After running downstream
, two alternative scenarios can occur.
If the user does not provide a .txt file with cell barcode annotations, only two plots are generated.
- db_histograms.pdf shows a histogram with the distribution of read counts (>=3) per consensus sequence, and a histogram of the error rate per consensus sequence.
- ReadPercentage_FilteringSteps.pdf shows the percentage of reads remaining after each filtering step.
On the other hand, if the users provides the list of cell annotations, downstream
outputs several additional plots.
- CDR3_UMIcount_distribution.pdf shows a histogram of the number of unique UMI (UMI counts) assigned to TRA and TRB CDR3 sequences. Frequencies are independently counted for barcodes overlapping or not with the scRNAseq dataset.
- scRNAseq_TCRrecovery_proportions.pdf is a set of barplots depictiong the proportion of each cell annotation for which TRA and/or TRB genes were detected.
- valid_reads.pdf shows the total number of reads that are assigned to TRA and TRB genes and selected for the final results, separated by cell annotation.
- CDR3_clones_heatmap.pdf is a heatmap depicting the number of cells matching specific pairs of TRA and TRB CDR3 sequences.
- TRB_TRA_correspondence.pdf shows individual cell correspondence between TRA and TRB CDR3 sequences, together with cell annotation.
- TRA_TRB_clone_size.pdf is a set of plots showing the ranking of clone sizes for both TRA and TRB, expressed in total cell number and normalized cell number (i.e. % of the total cell number with TRA or TRB that belong to a clone).
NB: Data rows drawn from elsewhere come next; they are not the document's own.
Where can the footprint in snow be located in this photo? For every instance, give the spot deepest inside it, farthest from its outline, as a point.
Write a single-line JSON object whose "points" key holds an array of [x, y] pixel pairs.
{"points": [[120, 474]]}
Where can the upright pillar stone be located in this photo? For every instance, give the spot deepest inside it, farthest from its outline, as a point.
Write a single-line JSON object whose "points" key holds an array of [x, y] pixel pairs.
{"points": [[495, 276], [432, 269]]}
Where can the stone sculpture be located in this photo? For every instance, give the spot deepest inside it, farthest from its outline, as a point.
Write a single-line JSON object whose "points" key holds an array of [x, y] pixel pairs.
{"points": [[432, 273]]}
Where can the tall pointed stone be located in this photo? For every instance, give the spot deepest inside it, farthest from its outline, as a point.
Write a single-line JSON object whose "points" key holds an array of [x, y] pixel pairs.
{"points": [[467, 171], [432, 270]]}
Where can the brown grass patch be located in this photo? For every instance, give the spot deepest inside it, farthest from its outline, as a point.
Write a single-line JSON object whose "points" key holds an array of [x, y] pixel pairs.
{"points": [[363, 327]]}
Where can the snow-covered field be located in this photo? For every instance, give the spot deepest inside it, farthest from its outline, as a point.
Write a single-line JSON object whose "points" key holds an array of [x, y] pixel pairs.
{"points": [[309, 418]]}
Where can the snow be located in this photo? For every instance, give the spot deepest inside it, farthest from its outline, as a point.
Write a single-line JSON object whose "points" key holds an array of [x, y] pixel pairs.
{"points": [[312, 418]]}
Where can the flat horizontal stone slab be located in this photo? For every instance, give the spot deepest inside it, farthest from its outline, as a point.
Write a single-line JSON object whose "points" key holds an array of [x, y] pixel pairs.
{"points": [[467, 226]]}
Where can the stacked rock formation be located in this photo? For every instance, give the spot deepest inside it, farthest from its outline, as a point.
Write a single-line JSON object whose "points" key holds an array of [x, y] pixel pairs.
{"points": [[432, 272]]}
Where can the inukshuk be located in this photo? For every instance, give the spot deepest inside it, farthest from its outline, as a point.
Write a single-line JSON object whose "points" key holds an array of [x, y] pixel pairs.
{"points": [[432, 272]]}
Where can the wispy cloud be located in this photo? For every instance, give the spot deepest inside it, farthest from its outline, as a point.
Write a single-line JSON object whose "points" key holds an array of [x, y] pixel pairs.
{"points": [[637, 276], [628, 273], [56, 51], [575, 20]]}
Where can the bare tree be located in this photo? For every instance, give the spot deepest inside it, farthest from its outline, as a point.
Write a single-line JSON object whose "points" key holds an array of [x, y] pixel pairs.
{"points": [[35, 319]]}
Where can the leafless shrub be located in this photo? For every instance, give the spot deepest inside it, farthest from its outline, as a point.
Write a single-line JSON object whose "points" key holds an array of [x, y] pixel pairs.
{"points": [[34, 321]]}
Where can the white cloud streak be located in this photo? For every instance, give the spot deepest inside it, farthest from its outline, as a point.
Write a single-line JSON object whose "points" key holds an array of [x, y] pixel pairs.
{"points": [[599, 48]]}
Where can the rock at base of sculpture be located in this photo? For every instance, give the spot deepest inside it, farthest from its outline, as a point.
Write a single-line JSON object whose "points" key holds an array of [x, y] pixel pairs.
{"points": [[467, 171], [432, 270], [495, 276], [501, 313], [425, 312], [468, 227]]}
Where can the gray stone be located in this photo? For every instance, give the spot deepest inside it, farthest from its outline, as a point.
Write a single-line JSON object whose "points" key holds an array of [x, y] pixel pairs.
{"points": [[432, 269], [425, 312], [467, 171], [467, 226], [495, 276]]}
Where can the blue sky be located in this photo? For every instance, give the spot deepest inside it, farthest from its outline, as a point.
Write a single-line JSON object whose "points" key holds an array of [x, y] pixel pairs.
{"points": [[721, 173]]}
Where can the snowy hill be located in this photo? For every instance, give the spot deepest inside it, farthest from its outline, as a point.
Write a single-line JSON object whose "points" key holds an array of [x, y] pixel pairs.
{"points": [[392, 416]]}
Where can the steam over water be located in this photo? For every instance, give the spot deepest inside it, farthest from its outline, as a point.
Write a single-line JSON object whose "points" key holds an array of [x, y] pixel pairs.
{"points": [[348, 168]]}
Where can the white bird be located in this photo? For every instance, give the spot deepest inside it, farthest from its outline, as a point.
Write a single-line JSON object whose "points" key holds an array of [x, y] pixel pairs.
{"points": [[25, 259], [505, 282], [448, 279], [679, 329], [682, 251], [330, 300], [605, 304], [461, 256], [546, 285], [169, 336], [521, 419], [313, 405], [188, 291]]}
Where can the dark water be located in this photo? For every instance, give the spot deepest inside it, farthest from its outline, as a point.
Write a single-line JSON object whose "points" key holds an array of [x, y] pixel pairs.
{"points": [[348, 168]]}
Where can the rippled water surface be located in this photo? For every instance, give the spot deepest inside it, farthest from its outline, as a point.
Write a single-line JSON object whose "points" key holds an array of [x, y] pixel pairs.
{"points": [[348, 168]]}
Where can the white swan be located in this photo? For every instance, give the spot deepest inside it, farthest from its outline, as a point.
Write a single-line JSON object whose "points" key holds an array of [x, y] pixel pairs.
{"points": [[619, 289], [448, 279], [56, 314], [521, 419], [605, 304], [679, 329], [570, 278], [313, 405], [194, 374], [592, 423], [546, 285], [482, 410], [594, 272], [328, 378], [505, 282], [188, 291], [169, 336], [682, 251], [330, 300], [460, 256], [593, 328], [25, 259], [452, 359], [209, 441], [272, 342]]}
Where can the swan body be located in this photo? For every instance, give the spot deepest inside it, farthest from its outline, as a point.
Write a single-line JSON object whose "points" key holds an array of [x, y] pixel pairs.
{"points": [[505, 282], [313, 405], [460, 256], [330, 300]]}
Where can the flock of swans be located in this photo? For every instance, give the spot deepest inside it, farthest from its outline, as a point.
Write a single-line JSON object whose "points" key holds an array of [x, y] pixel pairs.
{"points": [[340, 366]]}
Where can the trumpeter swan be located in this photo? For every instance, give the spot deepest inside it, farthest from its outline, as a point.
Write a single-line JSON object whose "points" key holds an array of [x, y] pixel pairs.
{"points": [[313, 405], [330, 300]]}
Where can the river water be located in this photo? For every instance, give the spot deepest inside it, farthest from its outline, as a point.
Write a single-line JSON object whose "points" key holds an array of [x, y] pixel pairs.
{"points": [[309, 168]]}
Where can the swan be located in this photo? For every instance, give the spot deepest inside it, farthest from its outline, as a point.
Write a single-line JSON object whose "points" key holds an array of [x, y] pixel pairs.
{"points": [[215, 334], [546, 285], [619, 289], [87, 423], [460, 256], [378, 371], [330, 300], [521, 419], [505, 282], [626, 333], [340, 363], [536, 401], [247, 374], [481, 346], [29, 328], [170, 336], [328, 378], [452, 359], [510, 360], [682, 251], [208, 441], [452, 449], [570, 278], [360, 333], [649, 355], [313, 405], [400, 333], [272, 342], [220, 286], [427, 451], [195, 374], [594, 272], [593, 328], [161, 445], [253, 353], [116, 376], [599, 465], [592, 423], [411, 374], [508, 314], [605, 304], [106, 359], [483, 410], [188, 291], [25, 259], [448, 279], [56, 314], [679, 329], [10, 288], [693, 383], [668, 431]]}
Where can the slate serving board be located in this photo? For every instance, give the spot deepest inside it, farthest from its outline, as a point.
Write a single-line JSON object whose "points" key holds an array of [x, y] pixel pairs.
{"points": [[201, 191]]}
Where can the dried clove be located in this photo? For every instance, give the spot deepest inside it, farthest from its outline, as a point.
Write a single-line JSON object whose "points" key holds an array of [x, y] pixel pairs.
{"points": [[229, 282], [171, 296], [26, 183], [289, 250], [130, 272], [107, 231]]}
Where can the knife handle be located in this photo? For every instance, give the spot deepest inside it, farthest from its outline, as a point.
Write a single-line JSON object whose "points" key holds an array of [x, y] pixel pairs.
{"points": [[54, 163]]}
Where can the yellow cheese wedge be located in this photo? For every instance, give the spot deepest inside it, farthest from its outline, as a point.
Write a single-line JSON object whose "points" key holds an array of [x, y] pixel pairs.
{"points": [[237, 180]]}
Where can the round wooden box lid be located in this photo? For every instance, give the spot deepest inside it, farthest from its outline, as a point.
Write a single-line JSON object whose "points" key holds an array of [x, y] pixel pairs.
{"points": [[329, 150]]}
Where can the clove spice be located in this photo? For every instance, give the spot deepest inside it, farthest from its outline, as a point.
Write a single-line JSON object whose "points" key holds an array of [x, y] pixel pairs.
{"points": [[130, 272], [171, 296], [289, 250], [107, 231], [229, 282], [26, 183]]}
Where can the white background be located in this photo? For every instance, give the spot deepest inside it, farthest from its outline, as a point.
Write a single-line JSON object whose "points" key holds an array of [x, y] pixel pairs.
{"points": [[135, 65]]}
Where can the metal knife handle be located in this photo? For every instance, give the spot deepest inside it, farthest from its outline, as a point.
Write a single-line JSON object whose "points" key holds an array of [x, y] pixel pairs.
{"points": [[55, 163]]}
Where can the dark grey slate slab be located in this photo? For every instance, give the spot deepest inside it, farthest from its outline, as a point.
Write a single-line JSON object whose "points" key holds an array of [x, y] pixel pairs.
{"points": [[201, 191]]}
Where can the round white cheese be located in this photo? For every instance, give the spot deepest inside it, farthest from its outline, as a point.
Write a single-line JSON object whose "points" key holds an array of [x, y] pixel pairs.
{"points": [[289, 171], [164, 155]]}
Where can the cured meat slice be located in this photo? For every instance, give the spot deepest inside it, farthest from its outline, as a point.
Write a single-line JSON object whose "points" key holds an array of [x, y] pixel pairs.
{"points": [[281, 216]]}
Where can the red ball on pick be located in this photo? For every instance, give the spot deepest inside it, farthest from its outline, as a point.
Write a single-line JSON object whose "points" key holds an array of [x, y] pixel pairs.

- trb_top_clones.pdf represents the size and cell composition of the 50 biggest clones, using the TRB CDR3 sequences. Size is measured as total cell number.
- trb_top_clones_norm.pdf shows the size and cell composition of the 50 biggest clones, using the TRB CDR3 sequences. Size is measured as normalized cell number.
- TRB_clone_size_celltype.pdf is a scatter plot repressenting the size of the clone to which each of the annotated cells belongs, separated by annotation.
- TRB_distance_heatmap.pdf shows a heatmap with the Hamming distance between the TRB CDR3 sequences from the 50 biggest clones.